Was für eine Verschwendung

Vorarlberg / 26.12.2012 • 18:18 Uhr

Die Liaison, die Mayonnaise und Kekse während der Festtage eingingen, rächt sich natürlich. Ein anständiger Wintertag würde sich in der Folge gnädig erweisen und den ersten verdrossenen Blick aus dem Fenster mit einer wohlgeratenen Mischung aus Schneefall und Kälte belohnen. Eine wundervolle Grundlage für die Entscheidung, den Stephanstag in Murmeltierhaltung im Bett zu verbringen.

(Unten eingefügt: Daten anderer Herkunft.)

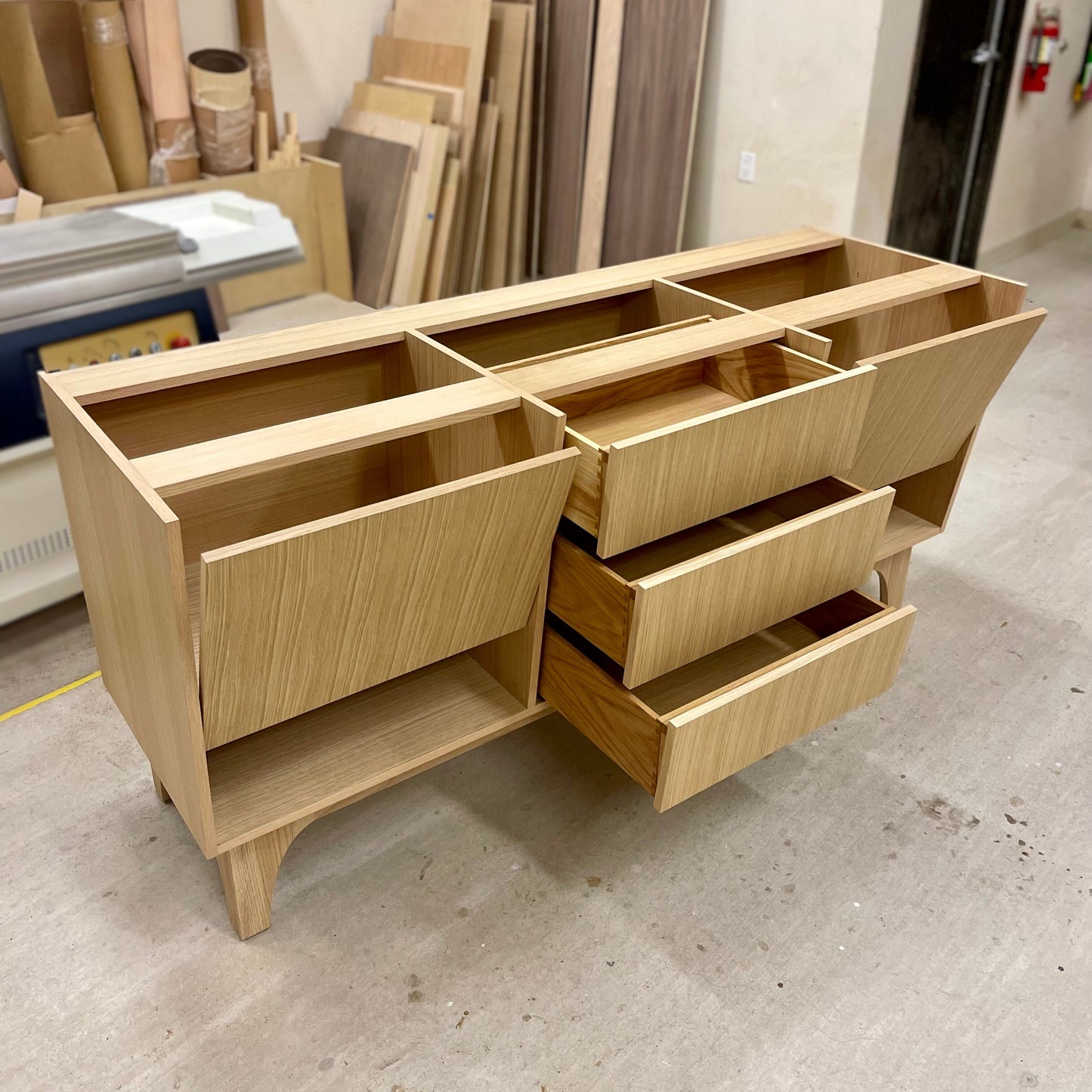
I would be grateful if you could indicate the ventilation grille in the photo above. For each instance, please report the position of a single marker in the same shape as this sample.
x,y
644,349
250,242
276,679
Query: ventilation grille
x,y
35,549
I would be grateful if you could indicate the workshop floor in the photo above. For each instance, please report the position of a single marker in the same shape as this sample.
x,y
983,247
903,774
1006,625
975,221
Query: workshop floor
x,y
901,901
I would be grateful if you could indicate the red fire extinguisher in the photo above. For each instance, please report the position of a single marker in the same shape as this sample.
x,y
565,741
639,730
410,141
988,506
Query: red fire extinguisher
x,y
1044,45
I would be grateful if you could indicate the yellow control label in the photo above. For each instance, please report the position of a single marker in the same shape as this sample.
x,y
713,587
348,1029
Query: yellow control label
x,y
153,336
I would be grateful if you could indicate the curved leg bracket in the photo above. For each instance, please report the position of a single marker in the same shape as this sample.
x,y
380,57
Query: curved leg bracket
x,y
249,874
892,572
161,790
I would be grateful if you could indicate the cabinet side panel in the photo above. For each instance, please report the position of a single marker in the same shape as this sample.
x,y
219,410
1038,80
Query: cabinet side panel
x,y
130,551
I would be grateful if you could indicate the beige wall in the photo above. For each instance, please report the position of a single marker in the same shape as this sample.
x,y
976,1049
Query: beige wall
x,y
792,83
1043,161
887,110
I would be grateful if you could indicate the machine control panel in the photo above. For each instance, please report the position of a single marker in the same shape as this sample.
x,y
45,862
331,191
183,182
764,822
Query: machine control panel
x,y
120,343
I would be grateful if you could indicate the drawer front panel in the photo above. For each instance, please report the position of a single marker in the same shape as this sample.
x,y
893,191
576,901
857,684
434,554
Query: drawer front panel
x,y
680,476
710,741
930,397
610,716
314,614
694,608
591,599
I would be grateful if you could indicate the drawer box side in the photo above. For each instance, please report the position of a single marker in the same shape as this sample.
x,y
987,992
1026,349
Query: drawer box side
x,y
679,476
930,397
586,694
689,611
314,614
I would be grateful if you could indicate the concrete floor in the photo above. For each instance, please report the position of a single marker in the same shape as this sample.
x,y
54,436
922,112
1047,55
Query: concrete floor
x,y
901,901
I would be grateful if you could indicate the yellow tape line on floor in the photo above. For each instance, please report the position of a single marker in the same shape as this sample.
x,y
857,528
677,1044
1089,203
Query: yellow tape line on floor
x,y
49,697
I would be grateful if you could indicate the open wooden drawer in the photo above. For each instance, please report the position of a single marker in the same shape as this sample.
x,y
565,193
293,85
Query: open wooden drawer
x,y
665,604
329,554
839,280
942,338
939,362
556,330
682,427
694,726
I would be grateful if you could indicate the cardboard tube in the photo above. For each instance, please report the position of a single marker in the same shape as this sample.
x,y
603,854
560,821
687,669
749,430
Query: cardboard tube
x,y
114,88
224,110
156,44
255,49
61,157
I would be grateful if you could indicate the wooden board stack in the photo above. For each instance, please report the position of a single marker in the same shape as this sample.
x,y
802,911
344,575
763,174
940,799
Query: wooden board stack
x,y
529,145
316,561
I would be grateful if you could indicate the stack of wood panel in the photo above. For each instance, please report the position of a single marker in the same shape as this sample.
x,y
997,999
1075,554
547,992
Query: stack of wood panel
x,y
496,141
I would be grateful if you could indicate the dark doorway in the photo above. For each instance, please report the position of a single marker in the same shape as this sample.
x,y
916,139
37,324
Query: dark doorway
x,y
962,68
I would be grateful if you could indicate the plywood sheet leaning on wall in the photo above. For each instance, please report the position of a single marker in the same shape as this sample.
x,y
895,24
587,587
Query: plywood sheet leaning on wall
x,y
49,104
601,118
569,61
428,145
376,178
456,23
439,252
478,199
662,51
508,35
518,235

Aber die anständigen Wintertage herrschen ja neuerdings schon im Oktober und vielleicht dann auch im Mai. Aber jedenfalls nicht zu Weihnachten. Da empfehlen frühlingshafte Temperaturen unmissverständlich, den eben angefutterten Speck beim Dauerlauf am nahen Flussufer entlang schon wieder zu verbrennen.

Welche Verschwendung!

Man hatscht also gottergeben ins Freie. Und findet eine solche Menge joggender, körperbewusster Menschen vor, dass man schon Mühe hat, einzufädeln. Die nächsten 150 Meter verbringt man damit, abwechselnd zu grüßen und sich von den Übereifrigen überholen zu lassen. Sie tragen dieses verbissene „Nie wieder“ zur Schau und haben sich vermutlich heuer an zwei Vierteln Mineralwasser mit Orangen-Geschmack vergriffen. Am selben Abend. Wahnsinn! Ihr entschlossener Schritt zermalmt jede Kalorie einzeln. So lassen sie dieses alte Jahr hinter sich und darin einen atemlos-staunenden Zeitgenossen, der das „Nie wieder“ gerade im Churchill’schen Sinne verinnerlicht hat.